Below is the procedure to remove the corrupt blocks or files
Locate the files have blocks that are corrupt.
$ hdfs fsck / | egrep -v '^\.+
$ hdfs fsck hdfs://ip.or.host:50070/ | egrep -v '^\.+
This will be a list the affected files, and the output will not be a bunch of dots, the output should include something like this with all your affected files.
/path/to/filename.file_extension: CORRUPT blockpool BP-1016133662-10.29.100.41-1415825958975 block blk_1073904305
/path/to/filename.file_extension: MISSING 1 blocks of total size 15620361 B
The next step would be to determine the importance of the file, can it just be removed and copied back into place, or is there sensitive data that needs to be regenerated? you have a replication factor of 1 so analyze well.

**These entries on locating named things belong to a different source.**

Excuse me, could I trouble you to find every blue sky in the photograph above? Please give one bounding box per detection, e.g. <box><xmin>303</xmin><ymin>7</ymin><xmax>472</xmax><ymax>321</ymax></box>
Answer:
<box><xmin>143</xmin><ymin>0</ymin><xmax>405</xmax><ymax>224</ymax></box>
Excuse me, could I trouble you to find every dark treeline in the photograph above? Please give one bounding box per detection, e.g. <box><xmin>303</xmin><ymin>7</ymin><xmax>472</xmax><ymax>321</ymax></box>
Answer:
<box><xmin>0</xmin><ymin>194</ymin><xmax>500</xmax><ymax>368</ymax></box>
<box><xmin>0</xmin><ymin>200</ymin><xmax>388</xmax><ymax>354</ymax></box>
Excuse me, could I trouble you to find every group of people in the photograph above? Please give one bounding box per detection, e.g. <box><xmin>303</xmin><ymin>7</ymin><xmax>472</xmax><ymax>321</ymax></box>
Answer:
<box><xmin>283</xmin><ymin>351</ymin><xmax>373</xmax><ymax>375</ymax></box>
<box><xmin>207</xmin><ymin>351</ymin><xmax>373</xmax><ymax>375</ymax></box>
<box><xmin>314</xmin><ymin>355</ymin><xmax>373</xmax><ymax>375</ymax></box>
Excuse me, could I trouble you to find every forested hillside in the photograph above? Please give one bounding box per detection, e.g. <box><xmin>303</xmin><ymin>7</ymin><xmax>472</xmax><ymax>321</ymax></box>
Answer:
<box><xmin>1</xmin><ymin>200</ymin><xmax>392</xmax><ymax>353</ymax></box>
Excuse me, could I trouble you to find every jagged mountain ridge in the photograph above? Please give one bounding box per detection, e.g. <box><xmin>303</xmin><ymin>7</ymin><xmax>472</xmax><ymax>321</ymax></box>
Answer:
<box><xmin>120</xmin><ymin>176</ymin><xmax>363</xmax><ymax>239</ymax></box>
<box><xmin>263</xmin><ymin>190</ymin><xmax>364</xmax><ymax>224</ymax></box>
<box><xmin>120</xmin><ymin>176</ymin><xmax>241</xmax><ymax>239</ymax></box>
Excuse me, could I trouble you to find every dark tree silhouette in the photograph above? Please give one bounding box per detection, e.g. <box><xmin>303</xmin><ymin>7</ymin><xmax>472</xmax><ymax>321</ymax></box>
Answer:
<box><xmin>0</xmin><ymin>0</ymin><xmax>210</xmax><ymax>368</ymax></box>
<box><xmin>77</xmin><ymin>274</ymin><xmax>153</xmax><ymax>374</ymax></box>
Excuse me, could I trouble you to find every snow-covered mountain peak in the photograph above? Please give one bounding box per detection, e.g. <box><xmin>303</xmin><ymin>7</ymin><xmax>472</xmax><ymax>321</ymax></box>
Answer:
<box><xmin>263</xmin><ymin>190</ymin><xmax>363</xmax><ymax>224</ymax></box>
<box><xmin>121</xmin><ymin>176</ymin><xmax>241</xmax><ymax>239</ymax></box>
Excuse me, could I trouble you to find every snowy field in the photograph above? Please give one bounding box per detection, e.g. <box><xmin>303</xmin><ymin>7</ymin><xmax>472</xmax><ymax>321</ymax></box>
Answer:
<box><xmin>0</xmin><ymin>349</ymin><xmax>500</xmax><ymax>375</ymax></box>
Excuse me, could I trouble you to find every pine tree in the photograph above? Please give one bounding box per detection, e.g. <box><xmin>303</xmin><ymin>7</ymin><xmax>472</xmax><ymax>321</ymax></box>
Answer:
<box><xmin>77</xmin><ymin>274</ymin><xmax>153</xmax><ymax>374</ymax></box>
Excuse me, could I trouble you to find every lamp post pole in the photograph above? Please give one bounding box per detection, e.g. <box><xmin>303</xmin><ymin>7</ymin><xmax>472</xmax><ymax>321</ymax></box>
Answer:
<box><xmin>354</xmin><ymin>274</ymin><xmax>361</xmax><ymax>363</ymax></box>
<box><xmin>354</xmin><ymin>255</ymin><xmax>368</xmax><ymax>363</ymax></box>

Remove the corrupted file(s)
This command will move the corrupted file to the trash incase you realise the files is importantyou still have an option of recovering it .
$ hdfs dfs -rm /path/to/filename.file_extension
When you use skip the trash to permanently delete if you are sure you really don't need that file.
$ hdfs dfs -rm -skipTrash /path/to/filename.file_extension
How to repair a corrupted file if it was not easy to replace?
$ hdfs fsck /path/to/filename/file_extension -locations -blocks -files
$ hdfs fsck hdfs://ip.or.hostname.of.namenode:50070/path/to/filename/file_extension -locations -blocks -files
You can track down the datanode where the corruption is and look through logs and determine what the issue is.